Over 1,000 people died in the horrific 2002 Gujarat violence. Subsequently, I visited different parts of Gujarat on a number of occasions, and got the opportunity to learn about two legendary youths who had laid down their lives to protect people when communal violence broke out in Ahmadabad, India in July 1946.

These two young men, Vasant Rao Hegishte and Rajab Ali Lakhani, close friends and workers of the Congress Seva Dal, came to the streets to stop the killings. Vasant Rao was trying to protect Muslims, while Rajab Ali stood firm to save the Hindus.

Both were killed by the mobs on the 1st of July.

In the aftermath of the violence and the sacrifice of Vasant and Rajab, activists in Gujarat decided to celebrate July 1st as the day of communal harmony. Recognising this fact, the government in Gujarat has raised a memorial in their memory called the Bandhutva Smarak (Brotherhood Memorial). In news coverage of this programme, what struck me was that while Vasant Rao’s relatives were present for it, Rajab Ali's relatives were not there.

Acts of violence have continued in the country after 1946 with increased intensity.
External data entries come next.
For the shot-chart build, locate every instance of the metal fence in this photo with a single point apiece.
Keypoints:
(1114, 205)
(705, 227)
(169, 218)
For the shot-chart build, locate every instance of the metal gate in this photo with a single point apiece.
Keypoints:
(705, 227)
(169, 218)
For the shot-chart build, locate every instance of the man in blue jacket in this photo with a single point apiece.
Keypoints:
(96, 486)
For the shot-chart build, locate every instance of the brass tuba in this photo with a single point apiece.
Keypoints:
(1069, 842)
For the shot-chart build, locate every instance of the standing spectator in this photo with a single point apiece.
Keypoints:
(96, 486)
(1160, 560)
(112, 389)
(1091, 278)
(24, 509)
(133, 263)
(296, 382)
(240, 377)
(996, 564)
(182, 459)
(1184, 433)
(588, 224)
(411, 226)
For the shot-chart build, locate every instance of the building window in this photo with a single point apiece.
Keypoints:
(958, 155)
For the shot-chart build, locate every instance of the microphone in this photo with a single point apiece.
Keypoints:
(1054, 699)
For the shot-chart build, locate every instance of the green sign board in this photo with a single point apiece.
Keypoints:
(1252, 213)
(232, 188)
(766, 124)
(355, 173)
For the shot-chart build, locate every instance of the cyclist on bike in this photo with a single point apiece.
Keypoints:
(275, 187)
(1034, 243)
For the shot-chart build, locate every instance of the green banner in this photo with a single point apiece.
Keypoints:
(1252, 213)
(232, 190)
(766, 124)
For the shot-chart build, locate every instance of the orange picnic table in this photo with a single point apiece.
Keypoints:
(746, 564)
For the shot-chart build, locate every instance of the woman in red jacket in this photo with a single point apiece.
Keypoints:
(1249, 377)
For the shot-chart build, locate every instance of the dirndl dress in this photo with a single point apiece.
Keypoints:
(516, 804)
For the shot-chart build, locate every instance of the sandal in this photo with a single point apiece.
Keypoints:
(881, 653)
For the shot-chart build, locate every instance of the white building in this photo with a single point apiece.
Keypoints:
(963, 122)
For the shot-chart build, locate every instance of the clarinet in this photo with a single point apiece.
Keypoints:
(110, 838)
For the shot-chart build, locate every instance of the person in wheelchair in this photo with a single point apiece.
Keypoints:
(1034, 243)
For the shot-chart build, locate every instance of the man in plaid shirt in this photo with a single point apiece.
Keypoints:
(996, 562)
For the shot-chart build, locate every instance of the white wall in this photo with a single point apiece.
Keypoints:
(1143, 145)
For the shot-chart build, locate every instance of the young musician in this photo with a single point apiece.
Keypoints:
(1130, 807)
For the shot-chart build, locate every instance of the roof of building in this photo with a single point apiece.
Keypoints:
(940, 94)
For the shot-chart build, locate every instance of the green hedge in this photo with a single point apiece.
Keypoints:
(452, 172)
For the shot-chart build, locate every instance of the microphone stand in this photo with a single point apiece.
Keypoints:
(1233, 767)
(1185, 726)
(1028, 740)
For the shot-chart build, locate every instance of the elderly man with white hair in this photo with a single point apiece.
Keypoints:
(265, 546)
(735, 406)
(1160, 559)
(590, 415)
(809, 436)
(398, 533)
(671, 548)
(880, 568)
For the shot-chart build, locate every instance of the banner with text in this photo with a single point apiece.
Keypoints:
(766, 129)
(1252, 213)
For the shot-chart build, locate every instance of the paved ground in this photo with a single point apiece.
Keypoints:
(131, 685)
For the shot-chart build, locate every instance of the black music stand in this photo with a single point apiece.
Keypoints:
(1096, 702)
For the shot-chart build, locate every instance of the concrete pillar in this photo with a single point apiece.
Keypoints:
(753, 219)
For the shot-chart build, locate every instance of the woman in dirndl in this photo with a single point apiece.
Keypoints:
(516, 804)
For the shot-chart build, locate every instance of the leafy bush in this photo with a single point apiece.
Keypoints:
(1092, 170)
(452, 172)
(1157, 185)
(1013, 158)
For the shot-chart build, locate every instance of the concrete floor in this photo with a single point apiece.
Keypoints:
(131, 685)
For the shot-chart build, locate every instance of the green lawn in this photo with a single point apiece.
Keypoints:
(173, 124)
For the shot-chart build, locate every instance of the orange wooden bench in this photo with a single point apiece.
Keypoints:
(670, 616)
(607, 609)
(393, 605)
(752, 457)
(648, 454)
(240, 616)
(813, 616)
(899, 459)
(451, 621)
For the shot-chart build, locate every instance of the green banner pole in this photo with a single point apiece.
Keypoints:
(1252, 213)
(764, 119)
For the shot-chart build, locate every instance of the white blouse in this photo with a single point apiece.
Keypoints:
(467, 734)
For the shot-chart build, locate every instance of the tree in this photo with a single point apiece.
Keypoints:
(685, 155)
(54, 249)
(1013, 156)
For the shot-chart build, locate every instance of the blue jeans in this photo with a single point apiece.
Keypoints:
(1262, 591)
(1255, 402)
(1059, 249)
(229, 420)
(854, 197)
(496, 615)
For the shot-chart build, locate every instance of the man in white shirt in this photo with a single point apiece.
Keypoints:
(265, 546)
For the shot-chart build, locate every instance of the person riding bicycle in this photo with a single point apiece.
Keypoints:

Rajab Ali's relatives were targeted in subsequent violence to the extent that they first started concealing their relationship with him, then they started assuming Hindu names and eventually, some of them adopted the Hindu religion and fled to Canada and the US.

The person who stood for the amity of religious communities must not have imagined that his own kin would be subjected to the kind of hatred and divisiveness that he chose to fight against.

The story of Rajab's family mirrors the trajectory of events in India, where Hindu-Muslim violence has made Muslims feel increasingly insecure.

Today, the percentage of religious minorities as victims of communal violence is several times more than their percentage in population. The Ministry of Home Affairs data of 1991, quoted by researches, shows that while Muslims were a 12 odd per cent in population then, they constituted over 80 per cent of all victims of communal violence.

Communal violence, or violence in the name of religion, originated in the Indian subcontinent from the colonial policies of the British idea of ‘divide and rule’. They introduced communal historiography, where the religion of the king became the central marker of his rule and his major policies related to taxation were downplayed. The kingdom’s central focus of power and wealth was substituted by ‘religious identity’, and this was picked up by communal organisations.

These communal organisations remained aloof from freedom movements and did their best in spreading hatred against the ‘other’ religious communities. Communal clashes began and thereby, a ‘social common sense’ that looked down on the other community, became the norm.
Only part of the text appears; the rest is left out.